The theme of this biography is summed up in the book’s subtitle. Kaiser was a builder of dreams as well as ships and dams, who envisioned a nation of material abundance and comfort. But perhaps his greatest influence may have been as an ideologue of far western development, in bringing to California and the Pacific Coast generally a confidence in itself as an emerging powerhouse of industrial development, less dependent on the aged financial infrastructure of the East. He was for forty years the single most powerful industrial figure in California, and Foster rightly reminds us that “Kaiser’s overall contributions place him among the first rank of American business leaders.”
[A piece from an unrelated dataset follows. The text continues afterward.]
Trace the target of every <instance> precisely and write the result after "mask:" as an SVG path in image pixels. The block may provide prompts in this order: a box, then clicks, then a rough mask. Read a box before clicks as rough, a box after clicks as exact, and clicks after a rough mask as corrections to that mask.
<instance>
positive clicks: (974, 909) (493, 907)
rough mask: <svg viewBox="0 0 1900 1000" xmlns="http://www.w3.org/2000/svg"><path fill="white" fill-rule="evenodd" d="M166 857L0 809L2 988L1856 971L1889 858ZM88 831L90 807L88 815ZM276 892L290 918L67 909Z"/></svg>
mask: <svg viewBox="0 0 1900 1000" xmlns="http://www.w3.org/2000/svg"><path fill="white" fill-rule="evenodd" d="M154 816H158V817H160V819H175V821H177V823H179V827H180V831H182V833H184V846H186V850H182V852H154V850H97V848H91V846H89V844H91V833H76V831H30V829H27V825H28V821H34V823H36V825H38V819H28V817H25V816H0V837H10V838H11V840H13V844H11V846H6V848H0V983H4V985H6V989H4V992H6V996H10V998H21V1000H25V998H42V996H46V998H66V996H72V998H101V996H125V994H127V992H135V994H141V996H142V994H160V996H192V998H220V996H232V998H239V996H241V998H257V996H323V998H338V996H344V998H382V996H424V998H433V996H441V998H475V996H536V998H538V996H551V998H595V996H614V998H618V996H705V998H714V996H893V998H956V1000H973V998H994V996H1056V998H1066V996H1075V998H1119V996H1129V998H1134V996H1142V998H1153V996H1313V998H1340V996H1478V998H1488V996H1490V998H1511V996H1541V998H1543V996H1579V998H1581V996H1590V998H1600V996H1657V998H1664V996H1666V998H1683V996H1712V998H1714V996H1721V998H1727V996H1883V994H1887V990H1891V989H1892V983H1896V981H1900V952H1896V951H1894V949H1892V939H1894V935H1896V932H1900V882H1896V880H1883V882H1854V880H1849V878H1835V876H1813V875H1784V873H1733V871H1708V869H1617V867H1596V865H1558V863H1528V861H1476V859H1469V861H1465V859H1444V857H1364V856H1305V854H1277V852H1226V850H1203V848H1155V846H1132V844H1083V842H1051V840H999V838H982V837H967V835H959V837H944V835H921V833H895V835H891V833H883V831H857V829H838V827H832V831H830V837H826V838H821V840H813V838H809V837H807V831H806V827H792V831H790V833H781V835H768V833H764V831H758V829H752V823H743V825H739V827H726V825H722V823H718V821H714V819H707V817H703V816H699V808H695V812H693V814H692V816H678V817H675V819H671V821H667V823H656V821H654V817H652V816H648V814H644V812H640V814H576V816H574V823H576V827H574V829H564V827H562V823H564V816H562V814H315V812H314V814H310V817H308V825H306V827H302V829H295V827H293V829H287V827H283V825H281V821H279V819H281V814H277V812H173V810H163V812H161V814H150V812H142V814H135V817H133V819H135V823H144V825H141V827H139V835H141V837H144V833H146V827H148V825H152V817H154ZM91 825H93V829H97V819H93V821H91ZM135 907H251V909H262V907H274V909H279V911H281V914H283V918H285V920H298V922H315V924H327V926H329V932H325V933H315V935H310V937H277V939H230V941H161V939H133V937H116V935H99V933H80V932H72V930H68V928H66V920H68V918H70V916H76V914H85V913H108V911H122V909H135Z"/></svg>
In his concluding chapter, Foster suggests that Kaiser was the last of the late nineteenth century’s highly individualistic entrepreneurs who dominated their industries by the sheer force of their personalities. He was an obsessively ambitious man. But while Kaiser’s ambitions were considerable, so too was the outcome of his efforts in making the quality of life, as he was fond of saying, “a little better for the little guy.” Not least of all, Kaiser never wandered far from his own ethical standards and sense of responsibility to his sprawling empire. One does not have to invest an older generation of America’s business elite with an unnecessary amount of virtue to recognize in today’s business leaders an inordinate greed for money, lack of institutional loyalty, and indifference to the interests of consumers and stockholders.

One of the book’s major strengths is in the author’s extensive use of primary and secondary sources, including Kaiser’s personal papers as well as those of his prominent executives, government documents, oral history interviews, newspapers, and unpublished dissertations. Foster also sought out Kaiser’s friends, family members, close associates and, when possible, interviewed them. The result is a richly documented book, nicely indexed, made even more authoritative by the splendid manner in which Foster has manipulated his material into a lean, well-organized, fascinating, and thoroughly readable piece of personal and business history. Along with specialists in the field, it will appeal to a wider audience.

Although one might quibble with Foster’s decision to place Kaiser in the national pantheon of corporate leaders like Rockefeller, Ford, and Carnegie, it is nonetheless true that Kaiser was indeed an empire builder of considerable importance. It is unlikely that any future biographer will produce a better book.